28 Temmuz 2010 Çarşamba

İyi Ki Doğdun Özgür Soylu !

28 Temmuz 1987..
Yazılacak çizilecek o kadar fazla şey var ki senin hakkında. Hayatın hakkında, abiliğin hakkında..
Yazmak gelmiyor ama şu an içimden. Tek istediğim şu saatte seni arayıp doğum gününü kutlayabilmekti abi..
İyi ki doğdun, iyi ki tanıdım seni..
Toprağın bol olsun, nur içinde yat, semt kardeşlerine emanet..
Kişisel bir yazı oldu kusura bakmayın.

24 Temmuz 2010 Cumartesi

Fikstürümüzü Çektik

Bank Asya 1.Lig 2010 - 2011 sezonu fikstürümüz çekildi. Bu sene bir başka düşünüyorum ben. Her sene başında  " o gece bu sene " diye bağırıyordum bende ama bu sene sanki daha bir farklı bağırıcam. Gerçekten inandığım bir takım var ve fikstürede şöyle bir göz atınca geçemeyeceğimiz takım yok gibi geliyor. Tabi geçen sene başındada aynı cümleleri söyleyen ben, ligin son 5 takımına 18 puanı kaptırdığımızı görünce baya bir travma geçirmiştim. Bu sene biraz farklı gibi. Yukarıdan gelen takımlar Diyarbakırspor, Denizli ve Ankaraspor. Aşağıdan ise Tavşanlı, Güngören ve Akhisar. Deplasman olarak güzel deplasmanlar olacak bu takımlara bizim açımızdan. Futbol olarakta Diyarbakır ve Denizliden başka pek zorlanacağımızı düşünmüyorum takımlar karşısında..

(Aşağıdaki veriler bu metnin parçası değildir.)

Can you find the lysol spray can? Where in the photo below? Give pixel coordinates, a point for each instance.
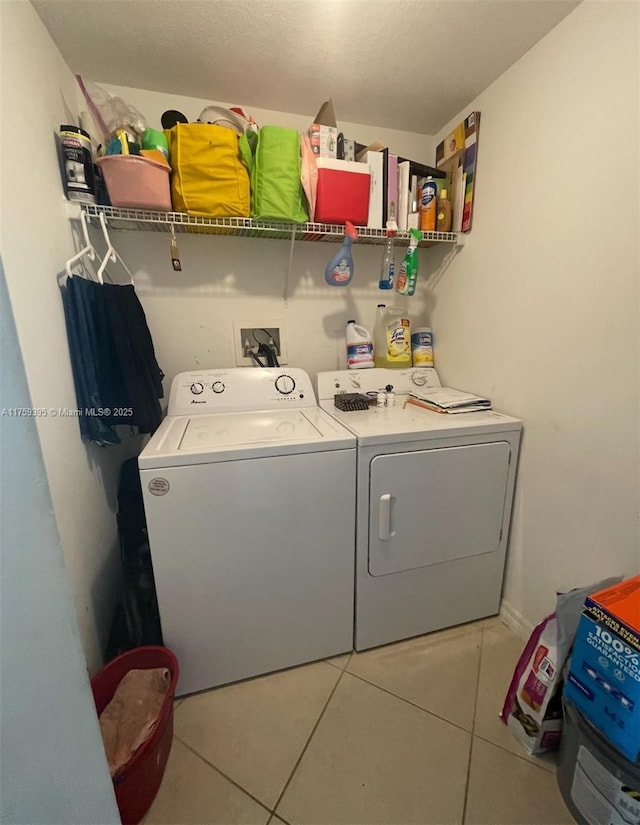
(422, 347)
(77, 166)
(427, 203)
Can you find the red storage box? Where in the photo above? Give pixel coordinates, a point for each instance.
(343, 192)
(136, 182)
(139, 780)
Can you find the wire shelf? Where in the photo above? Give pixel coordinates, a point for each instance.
(148, 221)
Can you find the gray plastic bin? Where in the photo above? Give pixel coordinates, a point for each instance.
(598, 785)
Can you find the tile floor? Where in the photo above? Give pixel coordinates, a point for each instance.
(403, 734)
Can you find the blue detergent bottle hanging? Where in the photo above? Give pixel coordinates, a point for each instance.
(339, 271)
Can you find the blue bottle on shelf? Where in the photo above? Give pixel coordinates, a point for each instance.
(339, 271)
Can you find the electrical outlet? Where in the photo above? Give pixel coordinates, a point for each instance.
(248, 335)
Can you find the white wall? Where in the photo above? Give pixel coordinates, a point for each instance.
(191, 313)
(540, 310)
(53, 767)
(38, 94)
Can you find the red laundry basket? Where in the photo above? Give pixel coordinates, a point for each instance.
(137, 783)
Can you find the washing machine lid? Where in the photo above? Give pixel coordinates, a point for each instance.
(206, 432)
(399, 424)
(199, 439)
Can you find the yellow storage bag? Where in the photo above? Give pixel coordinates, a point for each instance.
(209, 176)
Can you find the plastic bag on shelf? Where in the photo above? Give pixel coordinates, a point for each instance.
(111, 113)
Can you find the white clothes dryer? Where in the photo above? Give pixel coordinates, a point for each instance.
(434, 495)
(249, 494)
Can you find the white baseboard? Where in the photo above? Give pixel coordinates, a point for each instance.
(515, 620)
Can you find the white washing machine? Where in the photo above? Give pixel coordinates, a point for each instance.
(434, 495)
(249, 494)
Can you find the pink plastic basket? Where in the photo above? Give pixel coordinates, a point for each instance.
(135, 182)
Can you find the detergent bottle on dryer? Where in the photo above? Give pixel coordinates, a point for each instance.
(392, 338)
(359, 347)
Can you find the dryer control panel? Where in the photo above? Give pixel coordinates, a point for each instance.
(240, 388)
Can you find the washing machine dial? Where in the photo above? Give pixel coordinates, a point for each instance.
(285, 384)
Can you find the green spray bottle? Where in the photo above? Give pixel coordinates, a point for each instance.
(406, 280)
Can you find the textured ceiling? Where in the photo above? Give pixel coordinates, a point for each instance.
(402, 64)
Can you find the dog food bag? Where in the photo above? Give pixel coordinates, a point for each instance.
(533, 706)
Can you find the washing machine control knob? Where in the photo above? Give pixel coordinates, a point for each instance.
(285, 384)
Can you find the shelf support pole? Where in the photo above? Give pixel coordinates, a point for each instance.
(285, 294)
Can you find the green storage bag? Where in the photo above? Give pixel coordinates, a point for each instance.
(273, 157)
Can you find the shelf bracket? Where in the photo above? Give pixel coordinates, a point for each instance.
(285, 294)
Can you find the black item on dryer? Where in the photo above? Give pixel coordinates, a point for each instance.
(137, 620)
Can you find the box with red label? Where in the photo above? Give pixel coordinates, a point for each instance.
(604, 678)
(343, 192)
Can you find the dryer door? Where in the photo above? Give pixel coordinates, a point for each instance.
(438, 505)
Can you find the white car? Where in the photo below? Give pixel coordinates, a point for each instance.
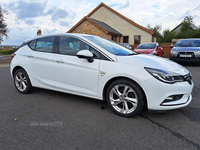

Küçük bir 2010 - 2011 sezonunı kendi adıma özetledikten sonra fikstürümüze gelelim. Fikstür açıklanır açıklanmaz ilk hafta baktığım şey tarihin tekerrür ettiğini gözümün içine sokan Altay maçı oldu ve yine 4. hafta deplasmandayız Altay ile. Buna pek şaşırdığımı söyleyemem zaten herkes bekliyordu bunu. İlk hafta evimizde Antep'i ağırlıyoruz. Antep bu zamana kadar her zaman önümüze engel olarak çıkan bir takım oldu fakat ilk hafta bu maçı evimizde oynayacak olmamız bizim için büyük bir avantaj. İlk 8 haftadan çok ümitliyim. Puan kaybının en az olacağı haftalar ilk 8 hafta ve son 3 hafta. Zorlayıcı bir fikstür olmamış kendi evimizde başlayıp kendi evimizde bitiriyoruz maçları. Eğer puan kaybının en az olacağı haftayı umduğumuz gibi bitirirsek ilk sezonun sonunda araya girdiğimizde ilk ikinin sağlam bir takımı oluruz.

Buraya takım isimlerini yazmadan sadece haftaları yazıyorum çünkü takımları yazmaya kalkarsak karman çorman oluyor herşey. Bu sene nedense puan alamayacağımızı düşündüğüm en fazla 5-6 maç var. Tabi önceki sezonlardan alıştık biz biraz Karşıyaka'nın bizi şaşırtmasına. İlk altıdaki hiçbir takıma puan vermezken son sıralardaki takımlara 18 puan vermemiz bizim için artık doğal karşılanacak birşey haline geldi. Önemli maçlara biraz asılırsak, yenebileceğimiz maçlarda rakipleri küçümsemezsek bu kadro ile, bu güzel fikstür ile yukarıdaki kupayı bu sene kaldırmamız işten değil..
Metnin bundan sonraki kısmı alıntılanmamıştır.